SFSU President Leslie Wong told The San Francisco Examiner earlier this month that the institution hopes to place in the new campus two programs in the Science, Technology, Engineering and Math (STEM) fields that are both are award-winning and undergraduate.

The school will likely release the names of the programs in early January.

“We want to keep the theme of offering participants technical skills that might be helpful in them seeking employment from some of the technology and biotech businesses, from Mission Bay to Silicon Valley,” Wong said.

The programs are expected to occupy between 20,000 and 30,000 square feet of space at the former naval shipyard, where 3 million square feet total were allocated for various commercial and office space endeavors.

That overall development will also include the construction of 5,735 homes, 233 acres of parks and open space, and 125,000 square feet of neighborhood retail, such as grocery stores and restaurants.

Nearby at Candlestick Point, which is being developed by Lennar Urban in addition to the shipyard, there will be another 150,000 square feet of office and commercial space.

Wong said he has been talking with Lennar Urban for about a year and a half about expanding SFSU to Hunters Point, and with community leaders for the past six to eight months. The university will begin holding public outreach meetings in early winter to gauge the response from neighborhood residents.

“We’ve tried to ask ourselves not only what could we do, but what do the residents want?” Wong said. “That’s what these community meetings will be about.”

Veronica Hunnicutt, chair of the Mayor’s Office’s Bayview Hunters Point Citizen Advisory Committee, said she anticipates the community will welcome the expansion of SFSU.

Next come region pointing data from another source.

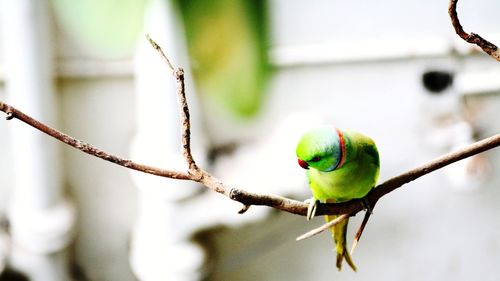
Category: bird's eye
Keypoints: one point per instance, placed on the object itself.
(315, 159)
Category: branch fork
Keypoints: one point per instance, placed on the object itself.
(197, 174)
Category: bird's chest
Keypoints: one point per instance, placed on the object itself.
(339, 185)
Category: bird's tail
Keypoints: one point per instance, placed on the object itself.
(339, 236)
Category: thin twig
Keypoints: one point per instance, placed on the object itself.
(323, 227)
(160, 52)
(242, 196)
(488, 47)
(87, 148)
(361, 228)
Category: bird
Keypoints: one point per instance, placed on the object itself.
(341, 165)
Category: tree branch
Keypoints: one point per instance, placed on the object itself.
(488, 47)
(197, 174)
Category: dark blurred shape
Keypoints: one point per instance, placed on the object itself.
(10, 274)
(436, 81)
(227, 44)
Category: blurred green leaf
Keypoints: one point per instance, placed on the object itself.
(108, 28)
(227, 43)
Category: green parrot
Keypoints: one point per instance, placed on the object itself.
(341, 165)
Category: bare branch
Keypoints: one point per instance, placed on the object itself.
(323, 227)
(488, 47)
(246, 198)
(87, 148)
(160, 51)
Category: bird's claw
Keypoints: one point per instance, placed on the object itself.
(366, 205)
(311, 208)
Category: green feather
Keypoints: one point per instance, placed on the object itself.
(354, 178)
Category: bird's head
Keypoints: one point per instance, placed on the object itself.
(321, 149)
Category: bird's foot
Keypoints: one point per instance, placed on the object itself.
(311, 208)
(366, 205)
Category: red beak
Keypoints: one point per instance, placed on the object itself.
(303, 164)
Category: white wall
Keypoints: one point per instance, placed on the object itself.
(427, 230)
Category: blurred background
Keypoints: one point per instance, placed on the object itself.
(259, 73)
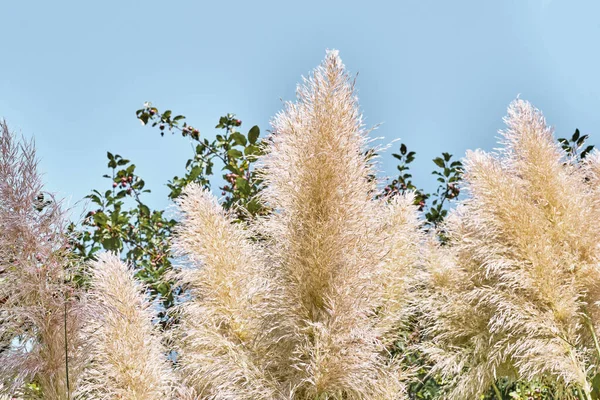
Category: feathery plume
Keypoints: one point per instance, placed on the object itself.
(516, 293)
(127, 359)
(40, 315)
(307, 310)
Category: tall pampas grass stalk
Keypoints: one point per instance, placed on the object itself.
(127, 359)
(516, 294)
(302, 304)
(40, 313)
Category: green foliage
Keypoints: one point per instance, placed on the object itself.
(234, 150)
(449, 175)
(575, 146)
(129, 228)
(122, 222)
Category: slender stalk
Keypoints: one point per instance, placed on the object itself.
(497, 391)
(590, 326)
(67, 352)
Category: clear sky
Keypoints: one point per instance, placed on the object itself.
(437, 74)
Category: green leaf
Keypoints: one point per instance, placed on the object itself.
(195, 172)
(253, 134)
(233, 153)
(238, 138)
(252, 150)
(439, 162)
(242, 185)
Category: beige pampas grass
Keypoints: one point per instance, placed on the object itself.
(307, 311)
(517, 294)
(40, 314)
(127, 360)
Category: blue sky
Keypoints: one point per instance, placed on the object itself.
(437, 74)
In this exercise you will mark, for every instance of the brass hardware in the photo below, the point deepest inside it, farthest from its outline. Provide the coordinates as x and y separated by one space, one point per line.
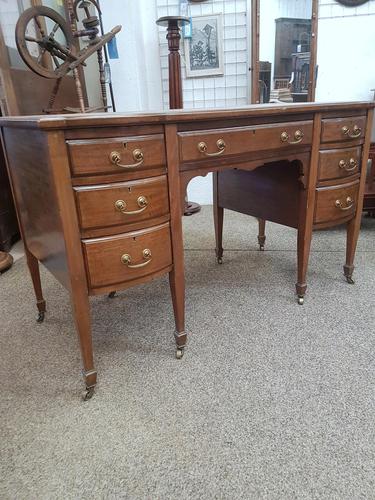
142 201
356 131
202 148
298 136
138 156
126 259
349 204
353 164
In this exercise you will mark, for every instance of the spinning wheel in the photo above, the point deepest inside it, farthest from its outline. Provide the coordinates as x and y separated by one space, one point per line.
45 42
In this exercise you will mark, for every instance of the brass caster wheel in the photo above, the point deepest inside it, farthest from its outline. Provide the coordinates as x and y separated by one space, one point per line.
179 352
40 318
88 394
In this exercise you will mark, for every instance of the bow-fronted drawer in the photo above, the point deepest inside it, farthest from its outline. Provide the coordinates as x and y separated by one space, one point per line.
116 155
224 142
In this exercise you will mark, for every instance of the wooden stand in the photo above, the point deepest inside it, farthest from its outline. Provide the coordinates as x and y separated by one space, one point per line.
173 25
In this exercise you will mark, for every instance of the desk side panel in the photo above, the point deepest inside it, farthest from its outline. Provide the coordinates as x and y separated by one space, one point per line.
35 194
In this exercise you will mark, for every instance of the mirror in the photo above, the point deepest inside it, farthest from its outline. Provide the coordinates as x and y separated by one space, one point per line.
285 45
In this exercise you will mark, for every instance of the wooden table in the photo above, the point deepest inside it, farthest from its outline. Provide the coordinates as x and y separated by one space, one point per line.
100 197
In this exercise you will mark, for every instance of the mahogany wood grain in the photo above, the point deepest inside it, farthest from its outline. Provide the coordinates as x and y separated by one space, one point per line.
103 255
32 179
177 275
242 140
329 163
97 204
93 156
332 129
325 205
57 210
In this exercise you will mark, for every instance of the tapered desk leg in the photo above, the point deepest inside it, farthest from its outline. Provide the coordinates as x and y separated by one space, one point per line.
81 308
33 265
218 220
262 233
303 252
353 226
177 275
352 232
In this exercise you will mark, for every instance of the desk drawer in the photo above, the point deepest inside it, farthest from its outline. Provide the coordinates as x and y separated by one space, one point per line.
343 129
241 140
115 155
128 256
336 203
122 203
337 163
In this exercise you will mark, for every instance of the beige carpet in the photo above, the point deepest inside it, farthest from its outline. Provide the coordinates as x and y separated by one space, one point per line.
271 400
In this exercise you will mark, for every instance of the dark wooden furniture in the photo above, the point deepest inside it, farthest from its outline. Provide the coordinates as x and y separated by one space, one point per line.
100 197
9 232
369 199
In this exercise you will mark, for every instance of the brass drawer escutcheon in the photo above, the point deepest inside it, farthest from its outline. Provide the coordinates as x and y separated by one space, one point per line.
348 166
202 148
298 136
126 259
356 131
349 204
142 201
138 156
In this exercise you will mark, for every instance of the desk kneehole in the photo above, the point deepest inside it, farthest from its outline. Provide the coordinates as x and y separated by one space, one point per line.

“We need a solid educational institute like San Francisco State there,” Hunnicutt said. “This is definitely going to be a wonderful and significant contribution to education in the Bayview-Hunters Point and shipyard area.”

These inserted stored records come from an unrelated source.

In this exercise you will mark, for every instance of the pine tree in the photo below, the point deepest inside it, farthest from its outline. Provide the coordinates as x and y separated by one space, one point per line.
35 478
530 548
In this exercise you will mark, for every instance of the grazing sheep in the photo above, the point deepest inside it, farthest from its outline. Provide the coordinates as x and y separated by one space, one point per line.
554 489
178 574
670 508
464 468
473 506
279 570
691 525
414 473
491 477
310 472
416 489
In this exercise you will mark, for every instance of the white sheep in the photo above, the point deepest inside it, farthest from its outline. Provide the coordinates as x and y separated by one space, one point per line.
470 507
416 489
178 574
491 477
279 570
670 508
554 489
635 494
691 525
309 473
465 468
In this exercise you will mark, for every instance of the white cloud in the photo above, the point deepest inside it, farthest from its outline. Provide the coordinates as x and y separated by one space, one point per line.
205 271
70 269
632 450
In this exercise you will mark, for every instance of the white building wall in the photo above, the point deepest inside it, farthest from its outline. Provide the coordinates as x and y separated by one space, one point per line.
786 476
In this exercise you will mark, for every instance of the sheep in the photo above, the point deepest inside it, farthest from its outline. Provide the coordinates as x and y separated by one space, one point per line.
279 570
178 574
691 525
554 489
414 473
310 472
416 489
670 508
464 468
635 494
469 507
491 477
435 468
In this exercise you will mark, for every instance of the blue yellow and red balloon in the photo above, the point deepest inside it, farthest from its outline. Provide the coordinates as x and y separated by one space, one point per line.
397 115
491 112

Opening a branch of SFSU in the southeast corner of The City will add to what is becoming a blossoming area for education — Hunnicutt pointed out that San Francisco Unified School District is planning to open Willie Brown Middle School in August.

And in nearby Mission Bay, UC San Francisco has a campus and hospital. “In many ways, opening up a program there resonates deeply with our commitment to social

justice,” Wong said of the largely low-income neighborhood. “When I raised the specter of opening up a campus or service to Bayview-Hunters Point, it was overwhelmingly received by faculty and staff.”

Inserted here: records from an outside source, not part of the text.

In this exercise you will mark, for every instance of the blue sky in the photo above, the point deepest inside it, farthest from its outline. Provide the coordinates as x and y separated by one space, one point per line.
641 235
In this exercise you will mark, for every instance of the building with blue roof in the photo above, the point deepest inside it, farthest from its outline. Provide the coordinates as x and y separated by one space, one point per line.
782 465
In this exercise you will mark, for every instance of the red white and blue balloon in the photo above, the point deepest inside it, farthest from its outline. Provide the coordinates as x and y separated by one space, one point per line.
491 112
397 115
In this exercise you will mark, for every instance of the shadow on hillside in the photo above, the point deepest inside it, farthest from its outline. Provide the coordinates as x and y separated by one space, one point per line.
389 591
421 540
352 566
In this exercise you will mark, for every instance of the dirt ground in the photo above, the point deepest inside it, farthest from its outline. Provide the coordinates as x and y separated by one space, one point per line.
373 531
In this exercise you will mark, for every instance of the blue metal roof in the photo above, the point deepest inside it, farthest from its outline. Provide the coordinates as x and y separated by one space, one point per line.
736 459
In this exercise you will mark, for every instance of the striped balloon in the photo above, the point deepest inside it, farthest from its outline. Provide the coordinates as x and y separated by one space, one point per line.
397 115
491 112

Lennar Urban is also enthusiastic about the SFSU plans.

“Having a San Francisco State presence at the shipyard fits ideally with our vision for the site,” Kofi Bonner, president of Lennar Urban, said in a statement to The Examiner. “We have designed the shipyard to be an urban innovation district, with jobs, housing, entertainment and, importantly, educational opportunities. This would work very well with our plans.”

Wong said he also hopes to open at least one new program at the Hunters Point site. So far, dozens of faculty members and three departments — counseling, social work and computer science — volunteered to expand there. The new program, he added, will likely involve some sort of family support and training for parents.

“There’s enormous potential for us to make a difference,” Wong said.